Doc Rivers, Boston’s coach, had said after his team’s Game 2 loss at Madison Square Garden that the series doesn’t begin until a team is down 2-0 and headed back to its home court. By his definition, it appears the series has not only begun but it’s also just about ended, in the same game. All that’s seemingly left of this series is for the Knicks to keep doing what they’re doing since it looks like the Celtics have thrown in the towel.

Body language doesn’t lie. When you get hit in the head, figuratively or literally, it eventually shows. Ask Mark Sanchez, soon to be the former quarterback of the Jets. Watching Rivers and his players on the bench last night, it’s not a stretch to say these Celtics are cooked.

The Knicks are running on all cylinders right now. Whether that’s illusory because of the incompetence of the Rajon Rondo-less, rudderless Celtics offense or because of the Knicks defensive tenacity is up for debate.
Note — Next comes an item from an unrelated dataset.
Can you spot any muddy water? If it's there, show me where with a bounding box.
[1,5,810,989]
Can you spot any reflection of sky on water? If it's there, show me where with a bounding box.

I’m leaning in the direction of the Celtics not having the offensive guns or a professional-grade point guard as the main excuse for their ineptitude.

Offensively, the Knicks are running circles around Boston, pick and rolling them to death, hitting threes, moving the ball around to the open man, and, leaning on Carmelo Anthony when all else fails. Anthony has been spectacular in this series, playing efficiently and most importantly, leading his team by example in all facets of the game. He’s rebounding, bodying up on the bigger Kevin Garnett, and trusting his teammates to make plays and hit shots in ways he never has demonstrated previously.

Knicks coach, Mike Woodson has been talking about “the journey” all season; his way of keeping his players’ eyes on the ultimate prize, an NBA championship. Woodson has never been viewed as one of the elite coaches in the league. More like a solid, competent X’s and O’s man and a bit of a psychologist to make the less than talented rosters he’s coached in the past feel better about themselves than they probably deserved to feel.

This year, Woodson has truly been masterful, managing the egos of the interesting characters who make up the 2012-13 Knicks. From helping Anthony to mature on the court to convincing J.R. Smith to be a sixth man to making every player, from Pablo Prigioni to Chris Copeland feel accountable and important to the team’s success. Woodson doesn’t play favorites and will get in the face of any player, regardless of how many zeros his paycheck says, who isn’t giving the effort to further the team’s goals.

Since no team in NBA history has ever come back from a 3-0 deficit, it looks like this season-long “journey” is going to continue on to a next challenge against the winner of the Indiana-Atlanta series but make no mistake about it, in the back of the Knicks collective heads, they are gearing for the big enchilada, an Eastern Conference championship series with the Miami Heat.  Woodson’s job will be to get them to maintain their focus on step 2 before they get to step 3.